I think you misinterpret my comments on SUP fishing. I enjoy people catching fish and SUP can go where it takes a long run from an Inlet in a big boat with a modicum of effort. Please post the Vid again if you have it.

A friend of mine smokes the Big Drum on Trout rods most years on the OBX out of a beach launched Kayak.

I used to launch heavy-duty Grumman welded skiffs in the OBX surf. Issue with the OBX is the wind always comes up in the Afternoons and a flat calm morning with glassy seas can turn into a Killer when the winds kick up the swells.

I used to launch a Jon Boat in the OBX surf and slow row live Menhaden around, actually hooked a large King right at the drop-off of the shore break one afternoon. I managed to flip the Jon Boat coming in after the seas kicked up into high gear and I was concerned about getting impaled my Gaff when I went over the Falls.

I am thinking about a Zodiac as they will be more apt to spare me when I go over the falls which is pretty much inevitable if you go out a lot on the OBX. For some reason I find Kayaks less appealing than small boats for fishing out of the Surf. The Sharks come up and swat and bump my friends Kayak off the OBX surf especially out on Diamond Shoals and I am not about feeling vulnerable on a Kayak or SUP when it is dinner time.

There is some Drone footage of a SUP and White Shark off of Cape Cod this week on the Net, Sharks like SUPs, they taste like chicken.


----------



## solid7 (Dec 31, 2010)

That's why I thought you were breaking my balls... I never posted a SUP video. In fact, the last time I went out on a SUP in the surf, I almost broke my leg on a freakishly mistimed dismount. I exited the board, mistimed a wave, and it slammed into my leg at an angle perpendicular to the breaking wave. Imagine a giant fiberglass hatchet. It really ****ing hurt.

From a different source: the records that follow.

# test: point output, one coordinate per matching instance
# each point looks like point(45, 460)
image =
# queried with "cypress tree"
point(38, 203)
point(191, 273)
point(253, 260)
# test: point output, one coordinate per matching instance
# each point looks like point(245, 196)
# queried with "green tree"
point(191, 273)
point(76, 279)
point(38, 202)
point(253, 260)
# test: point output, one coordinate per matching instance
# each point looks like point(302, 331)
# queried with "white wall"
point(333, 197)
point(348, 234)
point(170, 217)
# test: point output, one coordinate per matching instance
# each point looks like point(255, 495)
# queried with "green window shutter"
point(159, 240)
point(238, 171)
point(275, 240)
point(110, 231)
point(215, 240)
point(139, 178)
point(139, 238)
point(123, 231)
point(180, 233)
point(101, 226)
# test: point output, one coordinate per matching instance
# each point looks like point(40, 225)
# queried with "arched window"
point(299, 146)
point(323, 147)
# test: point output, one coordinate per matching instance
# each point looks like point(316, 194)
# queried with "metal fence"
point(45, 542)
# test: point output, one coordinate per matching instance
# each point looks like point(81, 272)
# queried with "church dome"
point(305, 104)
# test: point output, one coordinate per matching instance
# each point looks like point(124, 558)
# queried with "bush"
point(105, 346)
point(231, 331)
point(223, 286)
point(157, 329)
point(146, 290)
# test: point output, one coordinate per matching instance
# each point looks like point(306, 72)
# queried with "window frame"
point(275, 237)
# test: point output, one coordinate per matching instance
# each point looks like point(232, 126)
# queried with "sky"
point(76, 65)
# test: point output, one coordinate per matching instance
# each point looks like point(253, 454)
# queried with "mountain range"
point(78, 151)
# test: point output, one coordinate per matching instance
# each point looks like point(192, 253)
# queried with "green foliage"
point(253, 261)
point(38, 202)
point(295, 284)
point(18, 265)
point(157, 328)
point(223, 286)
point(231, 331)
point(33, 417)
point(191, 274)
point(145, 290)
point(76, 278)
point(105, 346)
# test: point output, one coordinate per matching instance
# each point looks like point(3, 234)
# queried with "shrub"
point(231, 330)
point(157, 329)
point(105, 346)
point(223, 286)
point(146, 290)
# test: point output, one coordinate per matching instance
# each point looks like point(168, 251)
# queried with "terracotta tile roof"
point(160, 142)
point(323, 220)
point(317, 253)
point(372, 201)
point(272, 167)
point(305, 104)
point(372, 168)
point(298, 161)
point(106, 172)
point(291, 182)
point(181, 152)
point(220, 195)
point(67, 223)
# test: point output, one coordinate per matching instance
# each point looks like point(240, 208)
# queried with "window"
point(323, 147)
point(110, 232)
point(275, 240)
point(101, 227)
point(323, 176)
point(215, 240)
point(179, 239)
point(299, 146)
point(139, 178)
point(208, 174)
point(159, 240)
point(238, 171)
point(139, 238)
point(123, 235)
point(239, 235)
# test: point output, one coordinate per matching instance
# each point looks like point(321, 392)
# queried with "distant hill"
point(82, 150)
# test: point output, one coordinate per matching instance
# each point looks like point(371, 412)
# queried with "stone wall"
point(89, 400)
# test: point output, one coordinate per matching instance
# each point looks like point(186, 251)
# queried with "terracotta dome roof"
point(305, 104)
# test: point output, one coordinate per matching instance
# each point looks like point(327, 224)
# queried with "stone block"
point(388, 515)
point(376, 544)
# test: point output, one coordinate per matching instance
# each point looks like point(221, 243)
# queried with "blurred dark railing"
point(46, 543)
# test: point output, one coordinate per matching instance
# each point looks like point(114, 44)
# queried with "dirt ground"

Sorry for the misunderstanding, but it wasn't my vid, unfortunately. Also, I'm not a great surfer, and we rarely get flat enough days to launch a SUP with my limited skill level. I tried to get good at it, but I've spent the last year or so working on an advanced math degree, and it hasn't really done much for my athleticism. I mean... yeah, I can do it. But it's too much like work. The drone is where I want to be.

Around here, we don't contend much with great whites. But the spinners and blacktips are a SUP'er/surfers worst nightmare. Nippy little mother****ers, they are. Apparently, we look like turtles with appendages hanging over the sides. Which makes me think that we'd be in a real bad way, when the odd tiger comes a hunting...


----------